Cuba details economic reforms to boost free enterprise

September 25, 2010|Paul Haven, Associated Press

HAVANA — Cuba’s communist leaders mapped out a brave new world of free enterprise yesterday, approving a laundry list of small-time businesses, allowing islanders to take on employees, and even promising credit to burgeoning entrepreneurs.

The reforms, laid out in a three-page spread in the Communist Party daily Granma, seem sure to create a society of haves and have-nots in a land that has spent half a century striving for an egalitarian utopia.

They follow last week’s announcement that the government will lay off 500,000 workers by the end of March — or one-tenth of the country’s workforce — the biggest change in Cuba’s economic system since the early 1990s.

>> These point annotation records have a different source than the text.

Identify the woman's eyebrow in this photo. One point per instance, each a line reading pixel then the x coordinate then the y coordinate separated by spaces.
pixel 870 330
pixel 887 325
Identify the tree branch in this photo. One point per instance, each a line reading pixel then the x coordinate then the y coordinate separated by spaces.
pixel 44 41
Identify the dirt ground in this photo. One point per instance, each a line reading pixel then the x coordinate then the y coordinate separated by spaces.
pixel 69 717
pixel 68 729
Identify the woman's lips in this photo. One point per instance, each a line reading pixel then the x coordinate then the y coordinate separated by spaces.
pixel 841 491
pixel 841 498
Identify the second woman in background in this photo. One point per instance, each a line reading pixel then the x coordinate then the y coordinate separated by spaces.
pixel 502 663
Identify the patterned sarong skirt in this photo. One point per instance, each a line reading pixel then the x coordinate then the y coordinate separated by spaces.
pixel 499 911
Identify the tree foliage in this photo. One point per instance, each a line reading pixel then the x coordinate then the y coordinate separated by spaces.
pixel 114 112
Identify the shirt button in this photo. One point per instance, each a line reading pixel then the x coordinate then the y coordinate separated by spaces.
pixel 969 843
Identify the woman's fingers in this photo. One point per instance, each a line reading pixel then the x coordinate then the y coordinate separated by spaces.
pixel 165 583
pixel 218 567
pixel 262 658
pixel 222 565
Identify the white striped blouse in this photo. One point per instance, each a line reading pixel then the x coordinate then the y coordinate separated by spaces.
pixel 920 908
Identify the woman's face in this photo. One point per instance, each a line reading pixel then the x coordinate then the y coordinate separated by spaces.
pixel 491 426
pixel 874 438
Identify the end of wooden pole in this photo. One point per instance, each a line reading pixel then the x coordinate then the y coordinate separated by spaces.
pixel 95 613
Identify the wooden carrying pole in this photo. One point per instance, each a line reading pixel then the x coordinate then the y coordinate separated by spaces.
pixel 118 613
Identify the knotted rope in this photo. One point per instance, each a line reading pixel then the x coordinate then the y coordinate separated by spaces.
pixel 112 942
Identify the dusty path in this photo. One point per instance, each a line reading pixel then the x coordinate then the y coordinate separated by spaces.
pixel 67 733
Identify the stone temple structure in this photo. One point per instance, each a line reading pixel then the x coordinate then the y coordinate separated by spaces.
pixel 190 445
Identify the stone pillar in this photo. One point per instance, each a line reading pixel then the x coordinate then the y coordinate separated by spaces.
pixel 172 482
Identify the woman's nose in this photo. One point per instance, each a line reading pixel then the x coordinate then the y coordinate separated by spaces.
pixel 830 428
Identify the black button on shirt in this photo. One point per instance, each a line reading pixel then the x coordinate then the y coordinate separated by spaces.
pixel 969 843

For the first time, Cubans in 83 private activities will be allowed to employ people other than their relatives, and they will be able to sell their services to the state as private contractors.

Accountants, currently permitted to work only for the state, can set out on their own, keeping the books for the new businesses.

Cubans who want to rent their homes to travelers will no longer have to live on the premises and can hire staff.

Even islanders authorized to live overseas — though apparently not exiles — can take part in the economic changes by renting out the cars and homes they leave behind.

And the central bank is studying ways to grant small-business loans that are crucial to any free-market system, loans that would have been unthinkable in Cuba just weeks ago.

“The decision to loosen the rules on private employment is one of the steps the country has taken in the redesign of its economic policies to increase production levels and efficiency,’’ Granma reported, citing Economy Minister Marino Murillo Jorge and Admi Valhuerdi Cepero, a vice-minister of labor and social security.

In an acknowledgment that the Cuban economy lacks the raw materials to support many private enterprises, Valhuerdi said some activities that rely on hard-to-get items like marble, paint for cars, or soap will continue to be restricted.

Eventually, the country hopes to create a system of wholesalers, but it will take several years.

Granma is the voice of the Communist Party and one of the principal ways the government communicates plans with the people. The paper promised more details in coming days, saying that the expanded private enterprise would be “another opportunity, under the watchful eye of the state’’ to “improve the quality of life of Cubans.’’

Many will welcome the changes in a country where young people have been clamoring for more opportunities for years. But the changes will almost certainly create tension and upheaval.

Whether the reforms will work depends on the reaction of Cubans who have seen past openings fizzle, and on the cash-strapped state’s ability to draw fresh tax revenues from the new businesses.

Granma said private businesses would not only pay personal income tax, but also sales and payroll taxes — as well as contribute to social security.

A vibrant, untaxed black market exists in Cuba, offering many of the services the government hopes to legitimize.

Uva de Aragon, a Cuba specialist at Florida International University in Miami, said that those hoping to enter the legitimate market would be faced with a system that is alien to them.